Skill Level Appropriate for all
- [Eddie] Between 50 to 100 million deaths, or, about three to six percent of the world's population. That's how many people are estimated to have died from the 1918 global flu pandemic. That was back then, but even today, the flu can be deadly. During the 2017-2018 flu season, it is estimated that there were about 80,000 deaths in the US related to the flu. It was considered one of the deadliest flu seasons in the last few decades.
The field of medicine has gotten better since 1918. The utilization of statistics has also helped us combat the flu. The flu is not a single disease, but rather, multiple viruses with multiple strains. To complicate things, these viruses change year to year, and each year, different flu viruses are more prevalent than others. To help people avoid the flu, each year, flu vaccines are created and administered, but creating and distributing these vaccines takes about six months.
These vaccines can't cover all the possible flu viruses, especially since during those six months, some of the flu strains might change, and the vaccine might become ineffective in fighting that strain. So, how are statistics a useful weapon in fighting the flu? In the US, during the month of February, the Food and Drug Administration determines which three or four flu viruses will likely be the biggest threats in the next flu season. This decision is based on patient data that is continuously gathered from around the world, statistical forecasts of how these diseases will likely spread, as well as the analysis of test results on virus samples gathered from around the world.

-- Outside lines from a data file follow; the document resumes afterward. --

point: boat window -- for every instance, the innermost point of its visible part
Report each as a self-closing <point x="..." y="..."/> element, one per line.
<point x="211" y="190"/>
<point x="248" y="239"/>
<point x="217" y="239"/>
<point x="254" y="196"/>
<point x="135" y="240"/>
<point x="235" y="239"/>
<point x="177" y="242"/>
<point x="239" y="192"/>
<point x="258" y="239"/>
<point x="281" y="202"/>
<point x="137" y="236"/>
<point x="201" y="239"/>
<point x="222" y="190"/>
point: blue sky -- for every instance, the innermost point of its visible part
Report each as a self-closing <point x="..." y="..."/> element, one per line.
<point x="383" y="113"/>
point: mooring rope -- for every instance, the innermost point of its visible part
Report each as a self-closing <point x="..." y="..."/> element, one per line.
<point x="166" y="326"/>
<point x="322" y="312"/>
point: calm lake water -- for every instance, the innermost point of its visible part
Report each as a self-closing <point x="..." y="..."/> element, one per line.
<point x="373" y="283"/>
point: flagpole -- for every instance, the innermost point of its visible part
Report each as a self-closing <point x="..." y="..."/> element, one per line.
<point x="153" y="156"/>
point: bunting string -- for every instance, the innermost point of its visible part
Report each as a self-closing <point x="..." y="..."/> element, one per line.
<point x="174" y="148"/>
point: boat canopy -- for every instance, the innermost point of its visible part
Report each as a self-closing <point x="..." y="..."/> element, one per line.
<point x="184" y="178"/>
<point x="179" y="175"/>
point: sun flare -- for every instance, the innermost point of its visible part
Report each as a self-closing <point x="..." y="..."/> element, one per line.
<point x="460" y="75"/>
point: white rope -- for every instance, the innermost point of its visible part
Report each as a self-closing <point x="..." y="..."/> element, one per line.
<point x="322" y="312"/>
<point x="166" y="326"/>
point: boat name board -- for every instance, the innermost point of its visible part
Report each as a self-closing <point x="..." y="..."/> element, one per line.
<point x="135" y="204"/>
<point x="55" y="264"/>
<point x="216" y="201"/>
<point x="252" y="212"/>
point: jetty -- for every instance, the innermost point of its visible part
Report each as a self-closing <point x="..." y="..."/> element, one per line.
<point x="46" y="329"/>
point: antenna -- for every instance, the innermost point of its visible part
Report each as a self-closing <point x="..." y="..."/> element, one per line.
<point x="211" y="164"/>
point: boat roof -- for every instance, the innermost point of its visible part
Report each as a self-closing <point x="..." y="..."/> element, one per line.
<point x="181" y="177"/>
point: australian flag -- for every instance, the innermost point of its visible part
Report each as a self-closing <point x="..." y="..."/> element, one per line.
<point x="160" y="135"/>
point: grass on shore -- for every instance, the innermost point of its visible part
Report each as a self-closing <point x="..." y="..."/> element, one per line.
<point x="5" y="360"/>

In September, as the flu season approaches, the vaccines are finally ready to be administered. At this point, scientists also have a better idea of how effective the vaccine is likely to be that season. Some years, the vaccine can reduce the chances someone will get the flu, by 40 to 60 percent. In other years, it's much lower. For example, during the 2014-2015 flu season, the vaccine was only about 19% effective.
The prevalent flu that year changed so much that the vaccine was not helpful in preventing that particular strain. Luckily, that was not as deadly as the strain of the 2017-2018 flu. During the flu season, as that season's dominant flu virus begins to spread, statistics help uncover the present and future needs. Which age ranges are the most susceptible to that year's flu? What's the rate of hospitalization, an unfortunate indicator of the likely death rate? Data from hospitals, health clinics, and government health departments around the country are continuously analyzed.
For doctors, pharmaceutical companies, global health organizations, and epidemiologists, understanding averages, medians, probabilities, and confidence intervals can be a primary weapon in helping to fight the flu, and other diseases.